La foi face au doute et à l’esprit indécis est également mentionnée comme un obstacle possible. Les paroles de Jésus, qui dit de dire à la montagne de se jeter dans la mer sans douter dans son cœur, sont lues avec l’épître de Jacques, où il est dit que celui qui doute est comme une vague agitée par le vent, et qu’un esprit indécis ne doit pas s’attendre à recevoir quoi que ce soit du Seigneur (Jc 1,5-8). On raconte des histoires personnelles d’actions qui s’apparentaient davantage à de l’enthousiasme religieux qu’à une véritable foi – par exemple, ordonner à un téléphone portable de fonctionner, sans vraiment avoir la foi, mais plutôt dans un mélange de pression et de désir de faire preuve de quelque chose.

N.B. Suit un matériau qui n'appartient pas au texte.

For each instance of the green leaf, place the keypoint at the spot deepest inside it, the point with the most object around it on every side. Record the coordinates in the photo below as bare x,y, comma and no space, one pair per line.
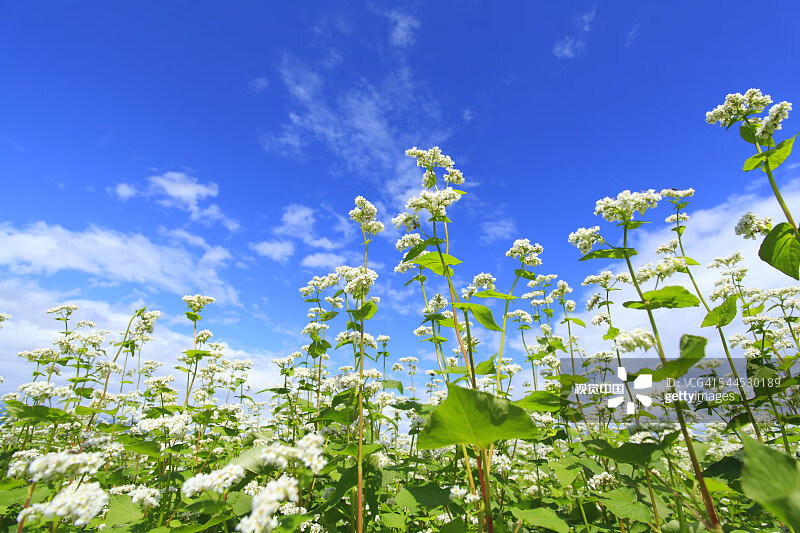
671,297
772,479
541,517
624,503
473,417
540,401
252,460
394,520
781,250
351,450
485,367
366,312
433,262
693,349
774,157
640,454
482,314
419,248
426,496
722,315
143,447
490,293
393,384
748,310
613,253
39,413
121,510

Comme rien ne s’est produit, cela a été une expérience humiliante, mais aussi une leçon sur la différence entre prononcer les bons mots et agir avec une profonde certitude intérieure. Il est néanmoins souligné que Dieu est miséricordieux au cœur de notre processus d’apprentissage et qu’il peut utiliser même nos tentatives ratées pour ouvrir des portes.
Enfin, tout cela s’articule autour d’une réflexion sur la conscience, l’obéissance et la franchise. On cite la Première Épître de Jean : « Mes bien-aimés, si notre cœur ne nous condamne pas, nous avons de la frimodité devant Dieu, et tout ce que nous demandons, nous le recevons de lui, parce que nous gardons ses commandements et faisons ce qui lui plaît » (1 Jn 3,21-22). Cela ne signifie pas que nous devons être parfaits, mais que nous menons une vie dans la lumière, où nous ne dissimulons pas le péché conscient, mais où nous confessons, nous repentons et cherchons à faire ce qui plaît à Dieu. Il est souligné que la prière d’un juste a une grande puissance, et que la justice, dans la pratique, consiste à vivre dans la repentance, la foi, l’obéissance et l’amour des hommes. Lorsque le cœur est pur, que les relations sont prises au sérieux, et que l’on vit par la grâce et dans la confiance, la voie s’ouvre vers une vie de prière intense, où l’on peut prier avec assurance, résister aux mensonges du diable selon lesquels Dieu n’écouterait pas, et faire l’expérience que le Père céleste à la fois écoute et agit.
Citation tirée de l'enseignement : Le silence de Dieu n'est pas un signe qu'Il s'en moque ; c'est souvent une invitation à faire le ménage dans le péché, les motivations et les relations, afin que ta prière puisse à nouveau aller droit au cœur de Dieu.